CVE-2022-21547: 
MySQL vulnerability analysis and mitigation

CVE-2022-21547 is a vulnerability in the MySQL Server product of Oracle MySQL, specifically affecting the Server: Federated component. The vulnerability affects MySQL Server versions 8.0.29 and prior. This security flaw was discovered and reported to Oracle, who subsequently addressed it in their July 2022 Critical Patch Update (Oracle CPU, NetApp Advisory).

The vulnerability has been assigned a CVSS 3.1 Base Score of 4.9 (Medium severity) with the following vector: CVSS:3.1/AV:N/AC:L/PR:H/UI:N/S:U/C:N/I:N/A:H. The vulnerability requires a high-privileged attacker with network access via multiple protocols to exploit. The attack complexity is considered low, requiring no user interaction (NVD).

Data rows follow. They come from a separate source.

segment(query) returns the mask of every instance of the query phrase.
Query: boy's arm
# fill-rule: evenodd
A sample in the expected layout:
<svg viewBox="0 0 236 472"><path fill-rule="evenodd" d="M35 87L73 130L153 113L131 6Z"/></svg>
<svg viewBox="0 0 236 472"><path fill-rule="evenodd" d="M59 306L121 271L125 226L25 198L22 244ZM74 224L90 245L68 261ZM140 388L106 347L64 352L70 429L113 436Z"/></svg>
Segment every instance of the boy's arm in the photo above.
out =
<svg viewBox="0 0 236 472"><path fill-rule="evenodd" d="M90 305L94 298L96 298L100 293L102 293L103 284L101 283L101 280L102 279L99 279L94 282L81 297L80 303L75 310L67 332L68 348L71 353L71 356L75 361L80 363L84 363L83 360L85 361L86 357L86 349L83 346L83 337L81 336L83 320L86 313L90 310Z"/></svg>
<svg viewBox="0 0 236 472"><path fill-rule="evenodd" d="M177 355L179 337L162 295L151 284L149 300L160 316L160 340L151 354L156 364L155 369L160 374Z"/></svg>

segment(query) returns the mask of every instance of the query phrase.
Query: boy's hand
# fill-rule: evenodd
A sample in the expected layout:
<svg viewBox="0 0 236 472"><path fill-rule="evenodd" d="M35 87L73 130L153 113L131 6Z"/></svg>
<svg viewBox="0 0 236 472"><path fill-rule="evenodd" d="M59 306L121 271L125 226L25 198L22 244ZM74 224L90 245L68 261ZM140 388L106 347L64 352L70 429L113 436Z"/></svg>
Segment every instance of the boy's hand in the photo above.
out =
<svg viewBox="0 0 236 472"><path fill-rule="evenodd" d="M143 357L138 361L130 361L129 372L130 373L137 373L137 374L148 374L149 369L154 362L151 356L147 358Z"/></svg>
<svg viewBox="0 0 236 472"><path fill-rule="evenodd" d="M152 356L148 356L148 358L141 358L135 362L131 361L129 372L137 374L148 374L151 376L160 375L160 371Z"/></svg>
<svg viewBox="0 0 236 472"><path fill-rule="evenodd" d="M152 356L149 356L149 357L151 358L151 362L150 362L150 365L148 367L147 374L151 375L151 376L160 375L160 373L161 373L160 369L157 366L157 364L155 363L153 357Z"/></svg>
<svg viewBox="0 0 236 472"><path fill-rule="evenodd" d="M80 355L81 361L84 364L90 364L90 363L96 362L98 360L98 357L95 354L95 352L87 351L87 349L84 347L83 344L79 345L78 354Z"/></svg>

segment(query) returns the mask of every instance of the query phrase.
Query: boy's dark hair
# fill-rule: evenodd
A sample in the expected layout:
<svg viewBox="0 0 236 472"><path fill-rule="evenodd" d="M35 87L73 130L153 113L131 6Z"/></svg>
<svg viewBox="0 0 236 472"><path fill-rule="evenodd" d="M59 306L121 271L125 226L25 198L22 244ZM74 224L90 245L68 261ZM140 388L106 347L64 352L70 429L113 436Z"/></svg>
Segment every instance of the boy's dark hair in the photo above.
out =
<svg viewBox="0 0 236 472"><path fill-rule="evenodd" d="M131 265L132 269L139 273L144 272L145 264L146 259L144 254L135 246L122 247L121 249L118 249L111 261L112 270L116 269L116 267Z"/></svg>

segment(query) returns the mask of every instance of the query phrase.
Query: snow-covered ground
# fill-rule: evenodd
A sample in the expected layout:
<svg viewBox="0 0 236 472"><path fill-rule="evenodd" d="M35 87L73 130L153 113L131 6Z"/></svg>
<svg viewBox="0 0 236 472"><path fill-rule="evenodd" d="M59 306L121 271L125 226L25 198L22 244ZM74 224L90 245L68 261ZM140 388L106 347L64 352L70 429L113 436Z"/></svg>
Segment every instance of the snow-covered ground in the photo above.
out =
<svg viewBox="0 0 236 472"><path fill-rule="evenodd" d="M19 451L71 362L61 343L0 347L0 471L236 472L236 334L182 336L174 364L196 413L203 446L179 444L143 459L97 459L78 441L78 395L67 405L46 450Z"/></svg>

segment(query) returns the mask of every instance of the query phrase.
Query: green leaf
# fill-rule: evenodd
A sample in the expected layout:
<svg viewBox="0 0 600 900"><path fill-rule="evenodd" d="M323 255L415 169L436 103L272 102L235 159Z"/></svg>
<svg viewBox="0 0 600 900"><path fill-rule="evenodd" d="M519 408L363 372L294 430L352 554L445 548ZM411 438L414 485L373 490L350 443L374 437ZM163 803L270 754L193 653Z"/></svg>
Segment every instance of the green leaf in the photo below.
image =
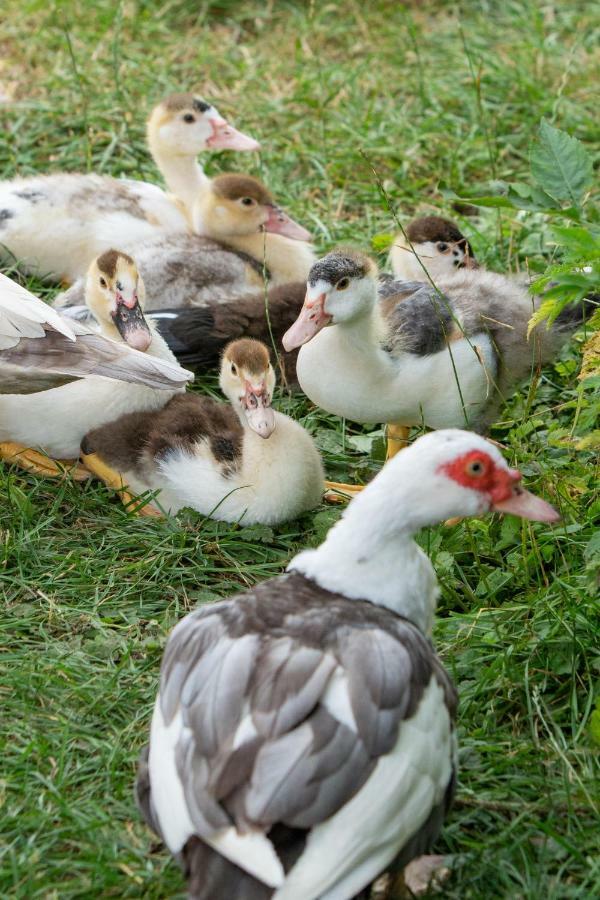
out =
<svg viewBox="0 0 600 900"><path fill-rule="evenodd" d="M394 243L395 235L390 232L382 231L380 234L374 234L371 238L371 247L376 253L384 253L389 250Z"/></svg>
<svg viewBox="0 0 600 900"><path fill-rule="evenodd" d="M536 325L539 325L540 322L543 322L544 319L547 319L554 312L555 305L554 298L544 300L543 303L540 303L538 309L536 309L527 325L527 338L529 338Z"/></svg>
<svg viewBox="0 0 600 900"><path fill-rule="evenodd" d="M531 174L544 191L573 206L581 203L592 181L592 160L581 141L542 119L530 162Z"/></svg>
<svg viewBox="0 0 600 900"><path fill-rule="evenodd" d="M596 708L590 716L590 734L593 742L600 745L600 700L596 700Z"/></svg>
<svg viewBox="0 0 600 900"><path fill-rule="evenodd" d="M587 228L567 228L563 225L555 225L552 233L557 244L572 253L587 258L600 254L600 238L593 235Z"/></svg>

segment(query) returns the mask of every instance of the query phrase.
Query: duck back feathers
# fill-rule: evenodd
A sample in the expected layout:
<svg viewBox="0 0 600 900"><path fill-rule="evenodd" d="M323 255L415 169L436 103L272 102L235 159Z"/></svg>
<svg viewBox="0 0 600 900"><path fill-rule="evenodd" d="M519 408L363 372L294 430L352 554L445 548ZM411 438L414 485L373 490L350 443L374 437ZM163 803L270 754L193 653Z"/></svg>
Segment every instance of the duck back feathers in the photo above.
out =
<svg viewBox="0 0 600 900"><path fill-rule="evenodd" d="M498 359L501 394L527 376L532 366L551 362L568 335L596 308L593 300L567 307L551 328L538 326L528 340L529 320L543 298L517 281L483 269L461 269L439 279L436 287L384 282L379 308L388 329L385 348L392 355L423 356L461 337L486 333Z"/></svg>
<svg viewBox="0 0 600 900"><path fill-rule="evenodd" d="M86 435L84 453L98 453L110 466L144 477L146 467L169 453L192 454L206 441L215 460L229 473L239 466L243 429L226 403L198 394L173 397L158 414L130 413Z"/></svg>
<svg viewBox="0 0 600 900"><path fill-rule="evenodd" d="M179 362L198 372L218 365L225 345L240 337L255 338L268 346L281 339L302 307L306 287L294 282L222 299L201 306L164 309L151 316ZM296 381L298 351L281 356L288 384Z"/></svg>

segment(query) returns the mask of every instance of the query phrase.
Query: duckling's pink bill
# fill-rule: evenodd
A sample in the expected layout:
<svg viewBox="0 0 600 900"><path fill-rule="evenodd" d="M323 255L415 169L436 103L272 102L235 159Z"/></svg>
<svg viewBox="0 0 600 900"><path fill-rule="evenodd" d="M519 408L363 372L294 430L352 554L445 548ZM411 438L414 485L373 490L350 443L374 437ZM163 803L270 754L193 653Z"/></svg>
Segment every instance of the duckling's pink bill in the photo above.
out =
<svg viewBox="0 0 600 900"><path fill-rule="evenodd" d="M211 120L212 135L206 142L212 150L260 150L260 144L249 134L238 131L224 119Z"/></svg>
<svg viewBox="0 0 600 900"><path fill-rule="evenodd" d="M331 316L325 312L325 294L321 294L312 302L305 300L300 315L282 338L283 349L289 352L301 347L302 344L307 344L330 322Z"/></svg>
<svg viewBox="0 0 600 900"><path fill-rule="evenodd" d="M126 344L142 353L148 349L152 343L152 332L137 299L127 303L118 301L112 319Z"/></svg>
<svg viewBox="0 0 600 900"><path fill-rule="evenodd" d="M294 222L279 206L268 206L267 208L269 215L263 225L265 231L270 231L271 234L281 234L293 241L310 241L312 238L310 231L307 231L298 222Z"/></svg>
<svg viewBox="0 0 600 900"><path fill-rule="evenodd" d="M553 506L550 506L541 497L530 494L519 485L515 486L511 497L494 503L492 508L497 512L520 516L521 519L530 519L532 522L560 521L560 513Z"/></svg>
<svg viewBox="0 0 600 900"><path fill-rule="evenodd" d="M270 406L257 406L246 410L248 425L261 438L270 437L275 431L275 413Z"/></svg>

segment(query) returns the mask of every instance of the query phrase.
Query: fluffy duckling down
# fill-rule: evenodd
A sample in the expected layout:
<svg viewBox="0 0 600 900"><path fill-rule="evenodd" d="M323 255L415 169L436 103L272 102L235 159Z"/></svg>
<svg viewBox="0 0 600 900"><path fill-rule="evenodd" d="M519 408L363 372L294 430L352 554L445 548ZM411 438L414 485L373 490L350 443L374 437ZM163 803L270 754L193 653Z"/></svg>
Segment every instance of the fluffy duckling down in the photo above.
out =
<svg viewBox="0 0 600 900"><path fill-rule="evenodd" d="M340 248L311 269L304 306L283 338L301 347L298 381L323 409L354 422L484 431L504 398L545 365L595 309L567 307L550 329L539 305L495 272L461 269L437 281L378 281L364 254Z"/></svg>
<svg viewBox="0 0 600 900"><path fill-rule="evenodd" d="M229 404L186 394L93 430L84 459L118 470L131 492L158 491L170 513L189 506L226 522L274 525L315 507L321 459L302 426L271 406L267 347L247 338L229 344L220 385Z"/></svg>

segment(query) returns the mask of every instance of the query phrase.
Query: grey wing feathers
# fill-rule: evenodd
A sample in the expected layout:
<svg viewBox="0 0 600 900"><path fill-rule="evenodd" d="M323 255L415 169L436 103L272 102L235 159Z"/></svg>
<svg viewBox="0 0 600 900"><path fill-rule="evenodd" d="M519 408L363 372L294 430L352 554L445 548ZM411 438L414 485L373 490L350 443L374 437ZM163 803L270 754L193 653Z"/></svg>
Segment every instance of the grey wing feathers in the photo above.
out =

Successful exploitation of this vulnerability can result in unauthorized ability to cause a hang or frequently repeatable crash, leading to a complete Denial of Service (DoS) of MySQL Server. The vulnerability impacts only the availability of the system, with no direct impact on confidentiality or integrity (Oracle CPU).

Oracle has addressed this vulnerability in their July 2022 Critical Patch Update. Users are strongly advised to update to patched versions of MySQL Server. For affected NetApp products, specific patches have been released, including updates for Active IQ Unified Manager, OnCommand Insight, OnCommand Workflow Automation, and SnapCenter (NetApp Advisory).